This section is from the book "Better Beekeeping Or How We Made Bees Pay", by D. F. Rankin. Also available from Amazon: Better Beekeeping: The Ultimate Guide to Keeping Stronger Colonies and Healthier, More Productive Bees.
It is very important that one who would succeed with bees become informed of the nature and treatment of diseases of bees. He should be constantly on the alert to discover and remedy disease when it appears. Frequently the brood-chamber should be examined for disease and always before taking honey and giving protection for wintering.
I had kept bees for some years before any bee disease appeared. A neighbor bought five colonies of bees at a sale and brought them home. They had European foul brood. That summer he lost fourteen of his fifteen colonies. I found five colonies affected and, recognizing the disease from the description in bee literature, caged the queens for three weeks and then liberated them. In the three weeks the bees had sucked the juices out of the dead larvae and thrown out from the cells the scales resulting. I took a ton of honey from the 23 hives that summer.

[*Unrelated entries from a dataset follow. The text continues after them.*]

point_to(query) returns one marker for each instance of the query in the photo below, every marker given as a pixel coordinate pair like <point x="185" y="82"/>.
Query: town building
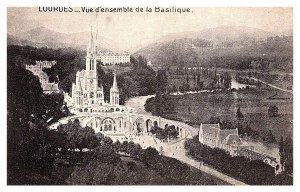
<point x="228" y="139"/>
<point x="110" y="58"/>
<point x="214" y="137"/>
<point x="87" y="96"/>
<point x="37" y="70"/>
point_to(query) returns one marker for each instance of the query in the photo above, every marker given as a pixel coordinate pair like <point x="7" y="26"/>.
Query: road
<point x="175" y="150"/>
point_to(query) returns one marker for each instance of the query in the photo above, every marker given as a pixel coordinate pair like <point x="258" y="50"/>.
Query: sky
<point x="127" y="27"/>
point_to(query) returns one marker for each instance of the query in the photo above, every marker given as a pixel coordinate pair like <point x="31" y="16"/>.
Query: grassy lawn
<point x="254" y="104"/>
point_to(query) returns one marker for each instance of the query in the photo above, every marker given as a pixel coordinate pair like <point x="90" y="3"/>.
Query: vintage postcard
<point x="149" y="95"/>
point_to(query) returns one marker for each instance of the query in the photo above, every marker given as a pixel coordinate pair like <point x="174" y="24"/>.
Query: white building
<point x="37" y="70"/>
<point x="87" y="95"/>
<point x="110" y="58"/>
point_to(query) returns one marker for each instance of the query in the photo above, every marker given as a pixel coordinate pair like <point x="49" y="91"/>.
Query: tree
<point x="239" y="114"/>
<point x="273" y="111"/>
<point x="227" y="81"/>
<point x="269" y="137"/>
<point x="162" y="81"/>
<point x="171" y="131"/>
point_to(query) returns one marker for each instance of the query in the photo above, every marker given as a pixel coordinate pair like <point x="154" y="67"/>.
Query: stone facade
<point x="87" y="95"/>
<point x="37" y="70"/>
<point x="227" y="139"/>
<point x="109" y="58"/>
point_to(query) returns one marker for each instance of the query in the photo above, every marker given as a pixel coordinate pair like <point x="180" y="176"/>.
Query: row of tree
<point x="169" y="132"/>
<point x="254" y="172"/>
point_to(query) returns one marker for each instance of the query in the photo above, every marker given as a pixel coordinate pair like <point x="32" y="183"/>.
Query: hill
<point x="227" y="47"/>
<point x="44" y="37"/>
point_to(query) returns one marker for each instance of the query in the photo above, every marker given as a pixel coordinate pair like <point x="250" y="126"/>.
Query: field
<point x="254" y="104"/>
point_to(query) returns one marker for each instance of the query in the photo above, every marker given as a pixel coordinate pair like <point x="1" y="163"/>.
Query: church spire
<point x="91" y="43"/>
<point x="115" y="86"/>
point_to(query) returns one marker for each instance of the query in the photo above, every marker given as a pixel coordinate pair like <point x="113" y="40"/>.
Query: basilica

The pearly white larvae are attacked in their early stages when in the bottom of the cells. They become yellow and dark brown and die. If a toothpick is put in them, they may string out like elastic for about a half inch and then return. It seems the young bees, nurse bees, suck the juices from the larvae and feed it to other larvae so the disease is continued in the hive. Breaking the succession of the laying of eggs causes the bees to clean house, if the bees are made strong, and terminates the diseased condition. The queens should be caged from ten to twenty days. European foul brood spreads very rapidly because young bees may enter adjoining hives carrying the disease. Italian bees are usually free from European foul brood. Giving the colony an Italian queen is effective in making colonies resistant to this disease.
American foul brood attacks the larvae when they are about six days old, or at the time of capping of cells. It is recognized by the foul odor and by sunken and perforated cappings. If a toothpick is thrust into a larvae, it may string out like elastic for about two inches and break and return. The bees are not able to throw from the cells the scales that result. The disease in old combs can be recognized by the scales in the cells. The bacteria is in the honey. When American foul brood is found, it is best to kill the bees and burn the combs. Do this in the evening when no bees are flying. Close the entrance of the hive and pour a half pint of gasoline into the hive and put on the cover. The fumes will kill the bees. Dig a hole a foot or more deep and three or four feet in diameter. Build a fire in the hole and burn the bees and combs. Fill the hole with dirt after all has been consumed. The inside of the hive-bodies can be scorched with a blow torch till brown and used again, or one can sprinkle kerosene on newspapers and rub the inside of the hive-bodies; pile them on top of the other; drop some of the kerosene saturated paper inside; give ventilation at the bottom; and then set fire to the newspapers. When the flames roar out of the top of the stack of hive bodies, an inner-cover can be set on top to smother the flames and the entrance for draft at the bottom closed. Inner-covers and bottom-boards can be rubbed with the kerosene-saturated newspapers and held over burning newspapers till scorched brown. To kill the bacteria, frames and queen-excluders may be boiled in lye water, one pound to ten gallons, for twenty minutes.
In the spring one may shake the bees from combs onto newspapers in front of a hive containing frames of foundation and thus save the bees. Be very careful not to shake any honey on the ground. Burn the newspapers. Unless the queen is clipped, the bees may swarm and leave. If there is no nectar flow, the bees will need feeding. The bees will consume what foul brood honey they have in their nectar sacs in producing combs, as there is no place to store it, and the foundation must be drawn out into combs.
Carbolated cloths as described in section 20 may be used to drive bees down off combs having American foul brood when the brood is placed on a hive with frames containing foundation.
If other hives are near, there is great danger of spreading the disease when shaking bees. Bee inspectors are employed by many states to inspect hives and to aid beekeepers in keeping their colonies free from disease. Many counties have beekeepers' associations which aid in bee inspection. Bee men must cooperate for protection. Foulbrood honey does not affect humans. Sac brood sometimes is found in colonies. The dead larvae are almost always extended lengthwise in the cells. It is never ropy like American foul brood. It is never very destructive. Usually only a few cells in a colony are affected. The bees usually take care of it.
A teaspoonful of cyanide powder placed on the bottom board at the entrance will kill all the bees in a hive and any that fly in.